It's time for some good shit, hey? I thought so too. It is for this reason that I am pleased to announce that I can conclusively say I recently experienced one of the top 20 weekends of life a few weeks ago.
So here's the deal. I have this friend. He likes to call me on the fly. This often works out for him because I frequently have very little to do. This one Saturday evening was no exception. I was all ready to settle in for ANOTHER night of DVD, wine and candy I don't need to eat. Then he called. Within 30 minutes we were speeding across the Ontario/Quebec border. Within an hour, we were eating delicious local food & wine under a giant tent.

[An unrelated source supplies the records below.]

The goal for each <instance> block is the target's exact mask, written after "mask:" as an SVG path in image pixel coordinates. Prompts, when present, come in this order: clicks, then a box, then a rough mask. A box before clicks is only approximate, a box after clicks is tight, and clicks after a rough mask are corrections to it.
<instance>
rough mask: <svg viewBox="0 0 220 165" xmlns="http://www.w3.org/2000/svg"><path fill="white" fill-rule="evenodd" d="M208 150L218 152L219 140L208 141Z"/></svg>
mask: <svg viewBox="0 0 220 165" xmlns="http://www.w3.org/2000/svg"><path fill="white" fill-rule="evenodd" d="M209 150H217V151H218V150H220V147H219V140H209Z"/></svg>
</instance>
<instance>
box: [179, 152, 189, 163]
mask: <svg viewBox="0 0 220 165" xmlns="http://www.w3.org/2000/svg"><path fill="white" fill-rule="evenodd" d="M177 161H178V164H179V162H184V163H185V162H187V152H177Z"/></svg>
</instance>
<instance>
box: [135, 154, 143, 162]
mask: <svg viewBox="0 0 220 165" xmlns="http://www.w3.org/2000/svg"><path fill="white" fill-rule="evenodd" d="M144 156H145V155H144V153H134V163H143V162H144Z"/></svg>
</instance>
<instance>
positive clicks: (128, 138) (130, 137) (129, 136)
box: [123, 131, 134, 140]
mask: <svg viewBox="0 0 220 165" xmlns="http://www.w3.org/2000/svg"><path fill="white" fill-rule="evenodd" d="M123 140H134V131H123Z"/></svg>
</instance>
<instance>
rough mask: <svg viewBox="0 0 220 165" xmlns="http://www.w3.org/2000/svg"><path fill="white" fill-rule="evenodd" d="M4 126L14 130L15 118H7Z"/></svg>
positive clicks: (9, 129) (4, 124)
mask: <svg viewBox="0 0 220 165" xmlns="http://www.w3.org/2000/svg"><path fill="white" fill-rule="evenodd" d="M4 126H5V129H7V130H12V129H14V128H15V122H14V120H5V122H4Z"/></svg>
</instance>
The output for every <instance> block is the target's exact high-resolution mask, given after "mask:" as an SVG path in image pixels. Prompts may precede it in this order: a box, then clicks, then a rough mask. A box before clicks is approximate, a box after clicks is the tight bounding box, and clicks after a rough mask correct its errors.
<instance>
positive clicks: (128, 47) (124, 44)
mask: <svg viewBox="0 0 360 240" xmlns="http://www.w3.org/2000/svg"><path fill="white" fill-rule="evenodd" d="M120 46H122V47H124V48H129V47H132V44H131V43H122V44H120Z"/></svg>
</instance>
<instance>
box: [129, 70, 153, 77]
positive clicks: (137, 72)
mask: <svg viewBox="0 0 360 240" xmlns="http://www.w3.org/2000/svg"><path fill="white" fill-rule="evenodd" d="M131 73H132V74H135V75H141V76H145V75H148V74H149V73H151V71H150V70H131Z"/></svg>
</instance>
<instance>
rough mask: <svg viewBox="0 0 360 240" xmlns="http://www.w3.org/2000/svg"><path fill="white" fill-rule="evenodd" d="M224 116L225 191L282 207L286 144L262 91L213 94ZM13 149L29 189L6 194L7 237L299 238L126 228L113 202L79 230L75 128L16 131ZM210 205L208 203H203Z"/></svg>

The tent was hot, so we went for a digestive consitutional outside. My friend, while spontaneous, is also "a lifer," in that he's spent most of his life in the area. This meant we met lots of people he knew in and around the tent. One of them just happened to be a friend with a 29' sailboat. Well, you know how much I love sailboats? I love them even more when they have gallons of sangria on board.
We drank, we caroused, we went for a midnight sail...but that's really not the point of this story. I don't know if it was the sangria or my new "don't analyze, just act" attitude (probably both), but a lot of shit went down that I was really proud of.

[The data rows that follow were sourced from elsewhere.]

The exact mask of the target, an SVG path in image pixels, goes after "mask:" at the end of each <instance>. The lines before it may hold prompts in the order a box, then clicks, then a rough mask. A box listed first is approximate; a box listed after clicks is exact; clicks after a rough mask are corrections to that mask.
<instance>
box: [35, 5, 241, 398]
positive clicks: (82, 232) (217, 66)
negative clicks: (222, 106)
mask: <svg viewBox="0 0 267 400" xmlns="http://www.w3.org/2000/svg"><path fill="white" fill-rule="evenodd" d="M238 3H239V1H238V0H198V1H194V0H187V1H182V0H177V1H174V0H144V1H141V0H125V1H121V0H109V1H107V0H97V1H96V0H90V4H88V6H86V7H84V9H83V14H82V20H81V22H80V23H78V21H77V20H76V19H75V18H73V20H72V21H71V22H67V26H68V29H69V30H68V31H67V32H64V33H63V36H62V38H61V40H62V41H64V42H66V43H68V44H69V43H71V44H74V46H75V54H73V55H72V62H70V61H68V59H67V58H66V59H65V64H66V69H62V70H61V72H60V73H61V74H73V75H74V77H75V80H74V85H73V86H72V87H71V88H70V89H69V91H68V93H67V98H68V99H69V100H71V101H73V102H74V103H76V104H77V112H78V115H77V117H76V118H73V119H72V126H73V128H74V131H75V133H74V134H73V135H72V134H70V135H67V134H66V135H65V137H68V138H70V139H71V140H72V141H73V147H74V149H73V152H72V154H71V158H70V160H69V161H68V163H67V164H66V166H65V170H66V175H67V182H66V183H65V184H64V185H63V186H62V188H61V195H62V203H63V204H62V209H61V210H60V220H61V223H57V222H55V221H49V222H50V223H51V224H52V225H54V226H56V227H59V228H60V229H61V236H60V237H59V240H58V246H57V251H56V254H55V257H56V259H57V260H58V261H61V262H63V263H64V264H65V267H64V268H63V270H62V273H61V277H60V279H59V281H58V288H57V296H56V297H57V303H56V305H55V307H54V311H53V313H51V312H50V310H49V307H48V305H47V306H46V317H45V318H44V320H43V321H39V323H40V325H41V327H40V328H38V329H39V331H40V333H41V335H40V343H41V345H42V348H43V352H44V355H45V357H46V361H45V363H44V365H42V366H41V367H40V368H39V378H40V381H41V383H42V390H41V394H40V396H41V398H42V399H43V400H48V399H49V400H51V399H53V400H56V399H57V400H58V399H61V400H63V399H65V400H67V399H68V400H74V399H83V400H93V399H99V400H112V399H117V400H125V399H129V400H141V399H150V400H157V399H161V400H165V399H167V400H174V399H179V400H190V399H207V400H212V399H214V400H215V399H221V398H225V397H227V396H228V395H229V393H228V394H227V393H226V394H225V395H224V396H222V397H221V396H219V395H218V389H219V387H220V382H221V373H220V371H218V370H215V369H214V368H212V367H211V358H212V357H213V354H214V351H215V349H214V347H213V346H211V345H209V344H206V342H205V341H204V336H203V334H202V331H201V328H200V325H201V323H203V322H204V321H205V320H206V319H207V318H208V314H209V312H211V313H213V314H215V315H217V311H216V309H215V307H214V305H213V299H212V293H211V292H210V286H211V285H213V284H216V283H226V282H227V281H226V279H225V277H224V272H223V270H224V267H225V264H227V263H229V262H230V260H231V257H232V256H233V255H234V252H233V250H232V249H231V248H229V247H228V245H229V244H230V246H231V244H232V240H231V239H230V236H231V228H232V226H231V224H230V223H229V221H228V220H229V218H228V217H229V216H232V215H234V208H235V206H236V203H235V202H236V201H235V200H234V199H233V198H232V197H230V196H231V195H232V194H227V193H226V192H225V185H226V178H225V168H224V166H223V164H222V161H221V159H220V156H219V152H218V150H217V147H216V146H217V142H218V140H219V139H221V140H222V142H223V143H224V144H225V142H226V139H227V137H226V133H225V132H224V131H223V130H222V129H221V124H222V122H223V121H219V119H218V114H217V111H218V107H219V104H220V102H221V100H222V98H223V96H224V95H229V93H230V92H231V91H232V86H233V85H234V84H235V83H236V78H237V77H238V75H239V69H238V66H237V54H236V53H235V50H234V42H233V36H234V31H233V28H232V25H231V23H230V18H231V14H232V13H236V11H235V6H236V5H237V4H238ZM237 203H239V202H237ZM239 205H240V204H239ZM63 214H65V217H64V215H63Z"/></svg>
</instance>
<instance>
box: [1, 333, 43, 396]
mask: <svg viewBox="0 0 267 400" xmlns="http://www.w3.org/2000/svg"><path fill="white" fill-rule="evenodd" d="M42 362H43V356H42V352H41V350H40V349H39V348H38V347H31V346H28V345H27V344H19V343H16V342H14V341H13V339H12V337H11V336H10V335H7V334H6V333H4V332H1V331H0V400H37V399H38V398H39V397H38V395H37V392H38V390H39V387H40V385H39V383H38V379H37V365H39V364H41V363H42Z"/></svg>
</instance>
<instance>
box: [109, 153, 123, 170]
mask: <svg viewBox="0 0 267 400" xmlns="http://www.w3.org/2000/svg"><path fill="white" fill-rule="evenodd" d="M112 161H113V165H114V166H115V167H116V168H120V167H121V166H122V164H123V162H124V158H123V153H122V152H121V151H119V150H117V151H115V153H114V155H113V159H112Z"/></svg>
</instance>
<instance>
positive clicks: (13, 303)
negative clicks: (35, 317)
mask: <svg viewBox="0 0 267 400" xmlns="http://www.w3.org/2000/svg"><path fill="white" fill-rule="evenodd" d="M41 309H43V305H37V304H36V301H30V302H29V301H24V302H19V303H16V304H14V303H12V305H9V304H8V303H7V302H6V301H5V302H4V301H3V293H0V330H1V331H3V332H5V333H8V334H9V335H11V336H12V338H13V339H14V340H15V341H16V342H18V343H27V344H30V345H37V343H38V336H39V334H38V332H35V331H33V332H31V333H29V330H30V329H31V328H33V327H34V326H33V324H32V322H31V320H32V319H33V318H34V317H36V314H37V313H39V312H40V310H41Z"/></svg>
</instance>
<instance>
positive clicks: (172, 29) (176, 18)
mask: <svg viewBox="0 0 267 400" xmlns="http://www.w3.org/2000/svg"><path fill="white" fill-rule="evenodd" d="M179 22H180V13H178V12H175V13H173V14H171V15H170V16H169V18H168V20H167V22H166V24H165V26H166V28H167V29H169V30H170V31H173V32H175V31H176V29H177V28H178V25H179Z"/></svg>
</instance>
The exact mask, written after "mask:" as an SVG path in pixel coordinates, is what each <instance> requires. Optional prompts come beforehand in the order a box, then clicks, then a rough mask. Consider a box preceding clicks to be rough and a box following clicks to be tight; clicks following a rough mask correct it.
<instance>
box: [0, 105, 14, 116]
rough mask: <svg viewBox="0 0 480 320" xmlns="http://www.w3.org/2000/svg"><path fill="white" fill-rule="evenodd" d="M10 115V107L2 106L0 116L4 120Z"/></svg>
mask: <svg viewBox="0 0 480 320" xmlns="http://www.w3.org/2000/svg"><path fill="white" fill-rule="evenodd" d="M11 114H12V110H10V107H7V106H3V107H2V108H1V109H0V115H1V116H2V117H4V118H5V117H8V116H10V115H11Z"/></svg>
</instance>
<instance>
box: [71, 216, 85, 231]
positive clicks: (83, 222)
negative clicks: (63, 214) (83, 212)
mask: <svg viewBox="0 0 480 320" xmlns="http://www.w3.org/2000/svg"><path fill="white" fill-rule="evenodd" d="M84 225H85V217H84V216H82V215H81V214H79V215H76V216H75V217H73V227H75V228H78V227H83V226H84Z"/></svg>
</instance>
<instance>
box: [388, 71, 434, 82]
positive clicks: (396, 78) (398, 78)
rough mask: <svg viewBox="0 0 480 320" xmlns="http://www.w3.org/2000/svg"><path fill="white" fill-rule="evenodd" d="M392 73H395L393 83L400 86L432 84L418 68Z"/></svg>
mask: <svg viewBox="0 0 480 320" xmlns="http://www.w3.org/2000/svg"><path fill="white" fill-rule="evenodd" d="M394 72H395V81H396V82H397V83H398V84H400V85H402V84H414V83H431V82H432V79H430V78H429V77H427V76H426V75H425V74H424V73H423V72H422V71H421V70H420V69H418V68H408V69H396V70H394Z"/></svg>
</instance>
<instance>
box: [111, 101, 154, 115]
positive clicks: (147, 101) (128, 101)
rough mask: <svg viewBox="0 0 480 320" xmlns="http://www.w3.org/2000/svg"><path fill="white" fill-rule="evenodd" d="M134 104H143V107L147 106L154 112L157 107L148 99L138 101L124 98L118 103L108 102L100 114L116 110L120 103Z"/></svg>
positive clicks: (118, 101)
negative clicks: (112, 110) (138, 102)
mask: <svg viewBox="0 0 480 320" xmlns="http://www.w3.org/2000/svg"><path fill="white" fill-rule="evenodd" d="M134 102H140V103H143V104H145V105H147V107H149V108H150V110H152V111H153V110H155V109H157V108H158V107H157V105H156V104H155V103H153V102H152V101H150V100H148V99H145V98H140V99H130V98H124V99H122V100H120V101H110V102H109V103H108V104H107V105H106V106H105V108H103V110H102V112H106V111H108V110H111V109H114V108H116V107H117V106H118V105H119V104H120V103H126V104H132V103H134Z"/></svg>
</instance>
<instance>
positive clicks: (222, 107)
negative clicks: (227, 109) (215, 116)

1. I spoke French. For serious. Well...Franglais. But my friend said he was impressed with me, so I'll take it. I've discussed with my boss the possibility of keeping a jug of sangria in the insulin fridge at work so I can see our francophone clients (I think that's the magic). She's considering it.

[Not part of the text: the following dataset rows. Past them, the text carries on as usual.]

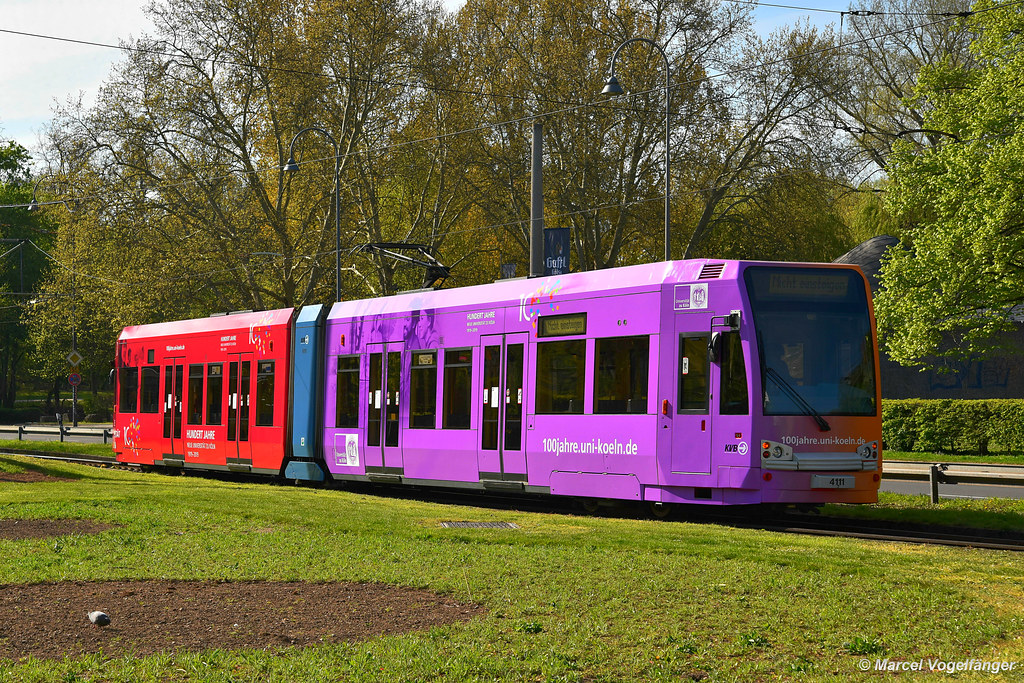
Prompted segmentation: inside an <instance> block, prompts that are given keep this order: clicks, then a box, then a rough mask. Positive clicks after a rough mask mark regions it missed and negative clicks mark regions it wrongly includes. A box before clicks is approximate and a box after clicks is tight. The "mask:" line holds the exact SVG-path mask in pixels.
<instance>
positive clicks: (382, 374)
mask: <svg viewBox="0 0 1024 683" xmlns="http://www.w3.org/2000/svg"><path fill="white" fill-rule="evenodd" d="M401 348H402V345H401V344H370V345H369V351H370V353H369V354H368V357H369V362H370V372H369V377H370V388H369V394H368V398H369V400H368V405H369V414H368V416H367V471H368V472H380V473H387V474H400V473H401V471H402V458H401V420H400V417H399V413H400V411H401V400H400V399H401V395H402V394H401V355H402V354H401Z"/></svg>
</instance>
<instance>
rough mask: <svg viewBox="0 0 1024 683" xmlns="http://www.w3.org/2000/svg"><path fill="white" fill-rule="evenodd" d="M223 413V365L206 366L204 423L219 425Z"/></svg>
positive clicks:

2. I danced my ass off. I garnered what I think were genuine compliments about my dancing skill. This means I should keep doing it...which is good, because it really is my first love.
3. I made out with a delightful Quebecois stranger on the dancefloor. I saw him, he saw me, we had a moment, some skinny blonde chick (bitches!...they are my nemeses) tried to cut in on my moment and, for the first time ever, I said "NO! This my MY moment" and blocked her path.
Further to this, I declined his suggestion that we move on to more comfortable surroundings. And I'm proud of that. My usual attitude is that THIS might be the LAST guy ever to want to sleep with me so I'd better go for it (Dad, I know you're reading this and cringing...keep reading...I'm making progress!). THIS TIME I thought: what would I rather do? Have sloppy drunk-sex with an attractive guy I'm never going to see again or sleep on a sailboat? I made what I think is the obvious choice, SLEEPING ON A MOTHERF---ING BOAT! We exchanged numbers instead. Then I forgot his. I'm not waiting anxiously by the phone either, rest assured.
4. I went swimming in my underwear. The fact that I was willing to bare my midriff in front of people I just met made sleeping in my clammy undies totally worthwhile. I don't even care whether it was enjoyable for everyone around me. 6 months ago, I would never have let so many strangers at a time see so much of my skin. I guess that means I like it better. Huzzah!
...And the magic just kept on coming. Though I had to drive to Sudbury on 4 hrs sleep the next day, I got to see my cousin win gold in his event at the provincial canoe/kayak competition. Also, the radio keeps playing songs I dig.
Oh, and did I mention I went to Scotland right after that? No? Well, it was awesome. It had castles and shit. More on this later, I'm sure.
So, everything's coming up Miss T these days. Whoever's in charge of this: keep up the good work. Let the good times roll.